VoiceXML 2.1 Development GuideHome  |  Frameset Home

  tutorial Foreach and Data  |  TOC  |  Intro to Server Side  

VoiceXML Tutorial: Using the VoiceXML 2.1 "marktime" Shadow Variable to Simplify Dialog Choices

This month's Voxeo tutorial touches on the usage of the marktime shadow variable which is a new addition to the VoiceXML specification. So what is this shadow variable all about, anyway? Per the specification:

"When these properties are set on the application.lastresult$ object, if an input item (as defined in section 2.3 of [VXML2]) has also been filled and has its shadow variables assigned, the interpreter must also assign markname and marktime shadow variables, the values of which equal the corresponding properties of the application.lastresult$ object."

In layman's terms, marktime allows us to clearly detect where a user barged in on a prompt residing in a voice recognition field. A reco field gets a valid input called  lastresult$.marktime, which will be populated with a time value (in milliseconds) showing us where the user interrupted our <prompt>. Leveraging this shadow variable, we can then assign a universal grammar ("that one," or even a dtmf key) to choose items from a list and then use some simple mathematical calculations to determine which choice the caller wants.

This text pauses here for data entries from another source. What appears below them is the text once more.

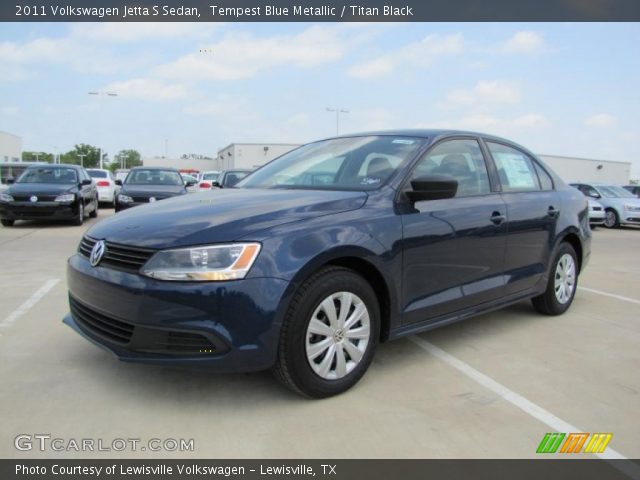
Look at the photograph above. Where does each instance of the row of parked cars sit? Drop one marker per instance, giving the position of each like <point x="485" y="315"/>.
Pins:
<point x="611" y="205"/>
<point x="71" y="192"/>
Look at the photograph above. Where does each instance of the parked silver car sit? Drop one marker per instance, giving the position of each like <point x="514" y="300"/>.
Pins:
<point x="621" y="206"/>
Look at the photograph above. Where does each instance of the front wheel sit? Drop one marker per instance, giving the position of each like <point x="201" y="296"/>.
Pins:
<point x="611" y="219"/>
<point x="329" y="334"/>
<point x="562" y="283"/>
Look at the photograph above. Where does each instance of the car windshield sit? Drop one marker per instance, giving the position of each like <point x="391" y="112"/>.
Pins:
<point x="613" y="191"/>
<point x="49" y="175"/>
<point x="153" y="177"/>
<point x="97" y="173"/>
<point x="232" y="178"/>
<point x="356" y="163"/>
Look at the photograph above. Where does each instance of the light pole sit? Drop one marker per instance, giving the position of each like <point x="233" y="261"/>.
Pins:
<point x="338" y="112"/>
<point x="102" y="94"/>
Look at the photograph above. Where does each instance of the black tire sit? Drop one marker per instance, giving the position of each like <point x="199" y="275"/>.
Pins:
<point x="548" y="303"/>
<point x="94" y="212"/>
<point x="79" y="220"/>
<point x="611" y="219"/>
<point x="293" y="368"/>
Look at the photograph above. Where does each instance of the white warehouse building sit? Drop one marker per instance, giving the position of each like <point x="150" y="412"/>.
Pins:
<point x="573" y="169"/>
<point x="10" y="147"/>
<point x="251" y="155"/>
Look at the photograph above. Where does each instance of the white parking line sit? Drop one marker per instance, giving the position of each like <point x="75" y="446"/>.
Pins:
<point x="26" y="306"/>
<point x="536" y="411"/>
<point x="612" y="295"/>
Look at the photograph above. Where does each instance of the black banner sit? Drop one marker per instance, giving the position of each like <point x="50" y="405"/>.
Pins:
<point x="547" y="469"/>
<point x="319" y="11"/>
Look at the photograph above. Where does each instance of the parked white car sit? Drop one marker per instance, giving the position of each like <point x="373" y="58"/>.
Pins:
<point x="106" y="185"/>
<point x="206" y="179"/>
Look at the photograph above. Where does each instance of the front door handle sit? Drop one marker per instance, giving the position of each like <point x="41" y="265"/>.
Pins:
<point x="497" y="218"/>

Note: This tutorial assumes that the user is using the Prophecy VoiceXML platform. Other VXML platforms and partitions on the Voxeo network do not support this new addition to the specification.

Note: At the time of this writing, the only shadow variable supported for this new element is lastresult$.marktime. To be clear, lastresult$.markname is not presently supported but will be added in future software releases of the platform.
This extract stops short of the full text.